- Born: June 6, 1929 Hamburg, Weimar Republic
- Died: December 29, 1997 (aged 68) Oberhausen, Germany

= Fasia Jansen =

Fasia Jansen (June 6, 1929 - December 29, 1997) was a German political singer-songwriter (Liedermacher) and peace activist.

== Life and career ==
Fasia Jansen was born in Hamburg; she was the illegitimate daughter of the German chambermaid Elli Jansen and the Liberian Consul General Momolu Massaquoi (1869-1938), grandfather of Hans-Jürgen Massaquoi (1926-2013), who worked as a journalist and managing editor of Ebony after emigrating to the United States and authored Destined to Witness: Growing Up Black in Nazi Germany. Although both grew up in close proximity to each other, they did not know each other personally.

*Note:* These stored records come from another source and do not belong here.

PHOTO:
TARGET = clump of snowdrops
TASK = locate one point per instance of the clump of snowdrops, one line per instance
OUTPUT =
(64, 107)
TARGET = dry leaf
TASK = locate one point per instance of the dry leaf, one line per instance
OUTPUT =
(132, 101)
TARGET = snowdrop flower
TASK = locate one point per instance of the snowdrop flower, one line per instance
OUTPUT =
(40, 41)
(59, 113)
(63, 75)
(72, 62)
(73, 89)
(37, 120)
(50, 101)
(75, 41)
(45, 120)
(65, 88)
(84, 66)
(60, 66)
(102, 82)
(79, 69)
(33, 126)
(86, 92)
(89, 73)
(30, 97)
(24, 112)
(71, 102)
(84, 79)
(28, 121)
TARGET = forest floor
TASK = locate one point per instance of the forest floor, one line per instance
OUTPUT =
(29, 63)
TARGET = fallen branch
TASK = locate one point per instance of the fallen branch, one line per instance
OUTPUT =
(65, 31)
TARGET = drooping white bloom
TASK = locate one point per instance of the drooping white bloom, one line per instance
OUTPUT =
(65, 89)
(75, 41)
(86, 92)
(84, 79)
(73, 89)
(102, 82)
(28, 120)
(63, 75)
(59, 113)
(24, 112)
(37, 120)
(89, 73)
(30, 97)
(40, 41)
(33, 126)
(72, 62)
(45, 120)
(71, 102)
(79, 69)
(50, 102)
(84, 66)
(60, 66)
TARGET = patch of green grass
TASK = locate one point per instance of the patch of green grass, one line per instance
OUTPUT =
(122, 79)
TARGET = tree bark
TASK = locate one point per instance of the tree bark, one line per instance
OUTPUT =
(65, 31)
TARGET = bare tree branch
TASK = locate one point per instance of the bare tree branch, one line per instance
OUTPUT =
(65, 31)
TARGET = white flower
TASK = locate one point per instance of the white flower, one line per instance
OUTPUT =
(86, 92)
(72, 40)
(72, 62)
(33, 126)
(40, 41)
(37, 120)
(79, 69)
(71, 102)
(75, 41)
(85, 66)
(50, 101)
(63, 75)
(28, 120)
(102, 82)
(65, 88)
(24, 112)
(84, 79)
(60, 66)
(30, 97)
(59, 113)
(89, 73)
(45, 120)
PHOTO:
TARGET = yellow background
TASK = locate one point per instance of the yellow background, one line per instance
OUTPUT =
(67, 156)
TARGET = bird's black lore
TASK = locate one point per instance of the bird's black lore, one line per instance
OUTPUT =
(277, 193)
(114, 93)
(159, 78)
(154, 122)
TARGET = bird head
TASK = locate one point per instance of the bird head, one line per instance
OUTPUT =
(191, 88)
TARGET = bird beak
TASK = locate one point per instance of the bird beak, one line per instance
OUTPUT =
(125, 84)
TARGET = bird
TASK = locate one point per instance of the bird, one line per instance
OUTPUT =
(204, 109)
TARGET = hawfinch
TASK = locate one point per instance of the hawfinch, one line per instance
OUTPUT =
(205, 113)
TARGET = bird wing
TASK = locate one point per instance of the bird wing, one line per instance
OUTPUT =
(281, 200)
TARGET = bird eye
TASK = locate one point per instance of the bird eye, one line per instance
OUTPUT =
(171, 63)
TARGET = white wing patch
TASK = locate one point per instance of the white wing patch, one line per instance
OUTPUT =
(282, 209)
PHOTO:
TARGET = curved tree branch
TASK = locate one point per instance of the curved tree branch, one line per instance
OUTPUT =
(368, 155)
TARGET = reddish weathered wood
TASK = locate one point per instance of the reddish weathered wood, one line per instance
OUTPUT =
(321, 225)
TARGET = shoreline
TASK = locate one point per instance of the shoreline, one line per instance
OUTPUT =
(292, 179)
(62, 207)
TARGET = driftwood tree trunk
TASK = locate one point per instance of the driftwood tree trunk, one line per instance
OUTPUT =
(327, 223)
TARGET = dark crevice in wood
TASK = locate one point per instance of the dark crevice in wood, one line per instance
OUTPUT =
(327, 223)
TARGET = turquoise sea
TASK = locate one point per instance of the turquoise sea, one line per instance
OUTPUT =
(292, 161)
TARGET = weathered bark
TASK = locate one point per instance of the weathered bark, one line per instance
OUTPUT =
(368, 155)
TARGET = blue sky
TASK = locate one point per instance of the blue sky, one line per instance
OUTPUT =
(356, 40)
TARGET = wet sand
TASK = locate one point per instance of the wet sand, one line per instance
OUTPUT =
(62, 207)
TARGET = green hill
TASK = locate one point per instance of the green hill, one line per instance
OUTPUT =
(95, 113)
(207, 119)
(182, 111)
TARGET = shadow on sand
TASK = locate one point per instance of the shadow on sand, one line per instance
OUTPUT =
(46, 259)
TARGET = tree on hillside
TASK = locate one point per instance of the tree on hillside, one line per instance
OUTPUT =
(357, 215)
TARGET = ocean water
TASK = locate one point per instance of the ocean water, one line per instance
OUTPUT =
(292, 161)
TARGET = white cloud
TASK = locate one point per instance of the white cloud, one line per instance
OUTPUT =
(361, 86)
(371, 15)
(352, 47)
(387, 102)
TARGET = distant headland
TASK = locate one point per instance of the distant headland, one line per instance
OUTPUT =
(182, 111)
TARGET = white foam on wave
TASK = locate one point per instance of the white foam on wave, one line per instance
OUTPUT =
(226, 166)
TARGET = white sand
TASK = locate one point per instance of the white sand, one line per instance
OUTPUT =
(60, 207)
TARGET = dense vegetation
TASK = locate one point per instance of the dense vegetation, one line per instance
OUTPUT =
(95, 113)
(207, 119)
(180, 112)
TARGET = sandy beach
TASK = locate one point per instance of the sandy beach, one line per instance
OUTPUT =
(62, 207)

She experienced bullying and discrimination at an early age, both because of her skin color and her illegitimate birth. Growing up in the working-class neighborhood of Rothenburgsort in Hamburg, Jansen went through the problems of being an obviously "non-Aryan" during the Nazi era. Her Josephine Baker-oriented hopes of making a living through music and dance were dashed for the time being when she was expelled from dance school at age 11. Three years later she was "conscripted into service" and had to work in a soup kitchen that also supplied satellite camps of the Neuengamme concentration camp near Hamburg. The fifteen-year-old Jansen experienced both the brutality of the SS and the desperation of the prisoners - experiences that had a decisive impact on her life. During this time, she contracted a heart condition from which she suffered for the rest of her life.

In the fledgling German Federal Republic (known also as West Germany), Jansen tried to come to terms with her experiences in the camp and to keep alive the memory of the dead and their ideals. She took up music again, first in a Hamburg choir, later also with her own songs. She moved to the Ruhr area and became involved in the political struggles of the time. She performed at numerous Easter marches (Ostermarsch) for peace, among others in 1966 together with Joan Baez, played at the major strikes in front of the factory gates of Krupp, Hoesch or Thyssen and at the UN World Women's Conference in Nairobi and performed at the Burg Waldeck Festivals. She received numerous penal orders for incitement of the people and resistance to state authority, but time and again she also received offers to sing pop songs and thus become commercially successful.

Fasia Jansen's estate was transferred to the Fritz Hüser Institute by the Fasia Jansen Foundation in May 2022.

== Honors ==

- Fasia Jansen received the Cross of Merit with Ribbon of the Federal Republic of Germany in 1991.
- In 2014, the municipal comprehensive school in Alt-Oberhausen was named Fasia Jansen Comprehensive School
- In Hamburg, the African education center Arca named a public learning space for historiography from the African perspective "Fasiathek.".
- In 2022, the search engine Google honored her with a Doodle designed by Ayşe Klinge.